One of the best books I’ve read this year is Station Eleven by Emily St. John Mandel.

The story is set in a post-plague future where 99% of humanity is dead and the remaining few live mean and difficult lives. But the book is actually about the human need to make art, even in the most terrible of circumstances. A group of musicians and actors travels around the Great Lakes through the ruins of civilization. They play classical music and perform Shakespeare for whatever hardscrabble audiences they find.

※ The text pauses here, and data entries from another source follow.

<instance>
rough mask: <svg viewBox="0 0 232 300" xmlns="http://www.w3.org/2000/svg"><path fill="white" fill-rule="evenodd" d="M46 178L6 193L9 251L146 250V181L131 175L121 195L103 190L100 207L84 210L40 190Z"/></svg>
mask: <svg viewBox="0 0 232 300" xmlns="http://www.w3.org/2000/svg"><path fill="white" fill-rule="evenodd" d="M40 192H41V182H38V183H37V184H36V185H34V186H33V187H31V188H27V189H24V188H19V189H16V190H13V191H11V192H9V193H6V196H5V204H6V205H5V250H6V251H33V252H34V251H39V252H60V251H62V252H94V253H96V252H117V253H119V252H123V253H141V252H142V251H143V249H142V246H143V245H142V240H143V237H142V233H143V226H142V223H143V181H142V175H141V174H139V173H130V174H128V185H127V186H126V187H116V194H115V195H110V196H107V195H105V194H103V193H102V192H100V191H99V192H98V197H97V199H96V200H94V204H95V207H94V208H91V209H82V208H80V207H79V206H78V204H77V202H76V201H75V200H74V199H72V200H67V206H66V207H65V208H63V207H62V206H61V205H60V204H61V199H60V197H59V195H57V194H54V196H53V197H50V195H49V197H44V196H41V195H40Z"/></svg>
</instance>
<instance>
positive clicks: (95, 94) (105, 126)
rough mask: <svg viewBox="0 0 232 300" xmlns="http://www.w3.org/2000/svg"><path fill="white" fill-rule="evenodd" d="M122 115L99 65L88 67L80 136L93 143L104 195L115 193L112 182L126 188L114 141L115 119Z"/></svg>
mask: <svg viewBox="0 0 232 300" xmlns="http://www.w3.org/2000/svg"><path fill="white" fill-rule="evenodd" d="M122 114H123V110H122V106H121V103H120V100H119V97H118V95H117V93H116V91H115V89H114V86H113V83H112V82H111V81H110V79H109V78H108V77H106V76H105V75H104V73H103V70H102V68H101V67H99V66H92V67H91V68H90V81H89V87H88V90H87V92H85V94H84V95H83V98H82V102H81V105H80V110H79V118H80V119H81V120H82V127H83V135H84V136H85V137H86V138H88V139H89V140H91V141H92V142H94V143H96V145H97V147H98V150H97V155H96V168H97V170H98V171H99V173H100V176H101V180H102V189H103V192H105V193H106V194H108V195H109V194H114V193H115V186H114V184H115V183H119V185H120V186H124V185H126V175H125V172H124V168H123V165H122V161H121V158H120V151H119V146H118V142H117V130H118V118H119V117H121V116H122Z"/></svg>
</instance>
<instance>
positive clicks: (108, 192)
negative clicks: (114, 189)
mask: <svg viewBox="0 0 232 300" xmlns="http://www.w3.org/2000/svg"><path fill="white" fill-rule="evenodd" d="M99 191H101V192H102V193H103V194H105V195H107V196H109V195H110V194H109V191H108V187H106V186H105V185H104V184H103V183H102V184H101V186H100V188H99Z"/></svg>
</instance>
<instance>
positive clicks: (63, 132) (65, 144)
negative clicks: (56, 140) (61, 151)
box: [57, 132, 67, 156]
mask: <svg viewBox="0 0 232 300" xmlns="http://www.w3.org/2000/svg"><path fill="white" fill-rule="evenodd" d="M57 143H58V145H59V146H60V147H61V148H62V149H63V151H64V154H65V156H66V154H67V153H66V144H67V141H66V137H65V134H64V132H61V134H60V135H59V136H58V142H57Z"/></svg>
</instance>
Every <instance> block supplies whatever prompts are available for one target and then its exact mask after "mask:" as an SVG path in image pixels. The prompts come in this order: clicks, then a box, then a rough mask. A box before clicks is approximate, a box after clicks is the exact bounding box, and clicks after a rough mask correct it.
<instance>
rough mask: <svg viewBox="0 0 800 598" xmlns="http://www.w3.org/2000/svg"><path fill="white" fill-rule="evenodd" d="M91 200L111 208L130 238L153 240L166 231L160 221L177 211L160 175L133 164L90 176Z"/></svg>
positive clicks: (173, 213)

The banner on their caravan displays a quote from Star Trek: Voyager‘s Seven of Nine: “Survival is insufficient.” In this ruined future, pop cultural artifacts from the past such as graphic novels and celebrity gossip magazines are treasured and held in awe to the same degree as Shakespeare and Beethoven, though for different reasons.

I was thinking about this book as I continued my walk around 27th Street, Chicago, where it intersects Kedzie. Earlier this year, I beheld the Roman ruins at Bulla Regia and spent time communing with Amphitrite and her chums on the floor of in an underground house. Was that mosaic the graphic novel of its day? Do we venerate and preserve it nowadays in part because we know that there will be no more Roman mosaics? And if a Station Eleven-style plague really did ravage our civilization, would the graffiti murals at 27th and Kedzie one day be venerated by the descendants of our survivors? And would those descendants appreciate the murals all the more because of their incredulous understanding that such art was actually illegal in the civilization that produced it?